Handling lost or missed webhook event deliveries

How do you guys deal with webhook event deliveries that where missed or lost (whatever the cause)?

Having written a Bot for our specific needs, I now understand why even CircleCI sometimes doesn’t notice a push on a PR and doesn’t create a job. Events get lost. Github does not attempt to resend events at all. (They do mention it on the marketplace docs).

A full blown five-nines HA solution is too expensive for us.

How does Github handle round robin DNS? Does it retry the other servers if one does not respond? That would save having to have a HA load balancer / proxy with a floating IP setup, which is the most expensive part in the end for the minimal amount of compute we need to do.

Open to suggestions here. The only alternative I see is implementing a poll based alternative that regularly checks for things that were missed, but that’s a lot of coding and a lot of API calls we’d need to do.

1 Like

If you want to be 100% certain to catch every event, then you’ll have to set up a polling-based solution. If you can share some information on what you’re designing, perhaps we could give some other suggestions.

Let us know.

1 Like

The project is https://github.com/bioconda - we have a largish repo with recipes from which we build a life-sciences software distribution. The App handles a bunch of things. The part I’m having trouble with is the linting. It keeps missing PR open events and PR sync events for some reason. Hosting on AWS helped, but I’m still missing PRs. We’ve seen the same with CircleCI actually. In particular if we have hackathons or similar “sprints” in which lots of pushes happen, events get lost.

Do you know whether the webhook delivery will honor round-robin DNS? If so, we could just have two front-ends accepting events and stuffing things into the queue to increase availability.

Mostly, we need to be certain the linter gets to run so that we can require the check_suite to be complete for merging.

Yes, webhook delivery honors round-robin DNS. The advantage to round-robin DNS is that it is the DNS system that handles the round-robin process. The application layer isn’t aware of the work going on under the hood.

I work on a few largish repositories that are similar in size to https://github.com/bioconda/bioconda-recipes and none of them have the problems you seem to be describing with regularly missing PR open and sync events. Are you using a framework that allows for handling multiple simultaneous connections without blocking? For example, one of my applications today received these two requests within 30 milliseconds of each other:

As you can see, each of them took over a full second to process, but both of them succeeded and returned a 200 response with nothing dropped.
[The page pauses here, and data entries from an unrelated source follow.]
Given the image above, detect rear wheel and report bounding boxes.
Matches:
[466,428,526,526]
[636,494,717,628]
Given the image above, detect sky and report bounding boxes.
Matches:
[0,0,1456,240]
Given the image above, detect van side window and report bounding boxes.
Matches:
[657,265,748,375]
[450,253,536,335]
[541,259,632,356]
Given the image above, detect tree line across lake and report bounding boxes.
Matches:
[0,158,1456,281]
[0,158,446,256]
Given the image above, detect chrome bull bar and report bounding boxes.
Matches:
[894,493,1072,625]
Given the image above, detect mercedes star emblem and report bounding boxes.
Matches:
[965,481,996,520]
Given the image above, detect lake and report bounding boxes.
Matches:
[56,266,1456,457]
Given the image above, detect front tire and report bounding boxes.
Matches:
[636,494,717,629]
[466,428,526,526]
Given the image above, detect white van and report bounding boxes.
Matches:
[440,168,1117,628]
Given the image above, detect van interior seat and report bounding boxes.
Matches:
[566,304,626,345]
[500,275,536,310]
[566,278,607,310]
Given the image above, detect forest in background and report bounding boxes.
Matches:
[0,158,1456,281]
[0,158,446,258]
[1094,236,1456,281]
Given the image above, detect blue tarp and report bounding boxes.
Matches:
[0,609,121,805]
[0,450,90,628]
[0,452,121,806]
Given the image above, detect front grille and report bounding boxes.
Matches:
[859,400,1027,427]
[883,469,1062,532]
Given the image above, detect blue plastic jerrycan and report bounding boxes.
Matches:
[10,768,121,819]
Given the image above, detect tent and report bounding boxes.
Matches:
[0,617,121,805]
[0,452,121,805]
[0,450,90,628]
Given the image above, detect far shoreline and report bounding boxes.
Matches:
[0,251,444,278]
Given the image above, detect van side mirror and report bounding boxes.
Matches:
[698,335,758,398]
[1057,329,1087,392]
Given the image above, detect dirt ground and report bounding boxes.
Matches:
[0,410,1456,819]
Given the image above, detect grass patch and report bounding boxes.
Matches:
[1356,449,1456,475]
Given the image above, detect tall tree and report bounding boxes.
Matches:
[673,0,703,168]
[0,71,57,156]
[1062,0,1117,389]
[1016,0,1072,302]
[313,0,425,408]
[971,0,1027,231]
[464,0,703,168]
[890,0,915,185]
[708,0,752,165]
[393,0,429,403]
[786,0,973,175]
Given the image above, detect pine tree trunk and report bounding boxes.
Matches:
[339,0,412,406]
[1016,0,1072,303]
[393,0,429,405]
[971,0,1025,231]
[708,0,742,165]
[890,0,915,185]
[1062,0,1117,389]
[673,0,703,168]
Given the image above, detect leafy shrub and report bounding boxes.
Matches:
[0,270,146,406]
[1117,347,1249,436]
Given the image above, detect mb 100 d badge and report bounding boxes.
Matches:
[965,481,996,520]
If you can look at the webhook history and confirm that GitHub is simply not sending the webhook events on a consistent and regular basis, please contact private support at https://github.com/contact so that we can take a deeper look at what might be going on.


@lee-dohm wrote:

Yes, webhook delivery honors round-robin DNS. The advantage to round-robin DNS is that it is the DNS system that handles the round-robin process. The application layer isn’t aware of the work going on under the hood.

I guess my question wasn’t precise enough. Some background:

Round-robin DNS with multiple A records for a domain name was historically meant for load balancing. The DNS server hands out one of the IPs at random. These days, there is application layer support that, to help with availability, tries all IPs if one does not respond. Chrome e.g. will do this. If one server is down, it will try the next (similar to what multiple MX records have been doing for mail all along). This isn’t handled by the network layer though, or “transparent”. It’s typically an application layer feature provided by the HTTP library (so that it can e.g. react to a 50x error and just try the next IP).

If you do

host microsoft.com

you should see 5 IPs. Chrome will try them all in turn if the first fails to respond. (I think most browsers do)

ping microsoft.com

on the other hand will only try the first IP, and will try the same IP with every further invocation.

So my question was really: Does the code underlying Github’s webhook delivery backend try alternate IPs if one is not responding (like chrome) or does it just try one (like ping)?

I doubt we have a load problem. On the scale of things, we are very very very tiny. It’s an availability problem. The bot uses aiohttp and has multiple threads (IIRC) so it should have no issue with a lot of concurrent requests. But it may block due to programmer error, or due to it simply rebooting. If the webhook delivery side foes try multiple IPs, I can simply sidestep the whole “pull missed events after restart” issue by having n>1 instances and be done with it.

It’s good to hear that this isn’t common, though. Means I need to look to our app to see why.

The webhook delivery system only attempts to deliver each event once.

Let us know what you find and if there are any other questions we can answer.

epruesse, I’m with you… I would love it if Enterprise Cloud had a value-add, “retry webhook deliveries 3 times”.

For some of the larger scale projects I work on, we also experience missed events and have had to occassionally write jobs to go hit the events API or check the data to be eventually consistent, which is no fun.

As a compromise we have had some good luck using Azure Logic Apps, similar to AWS lambda etc., where we are able to have our hook events delivered to Logic Apps, which are much more available than our systems were, and then we can configure retry policies or even dead letter queueing those events on our end for later processing. It’s not free but was less expensive than other alternatives.

We also miss events due to the limitations of webhooks, such as very large payload events (large commits) that are never sent, as documented.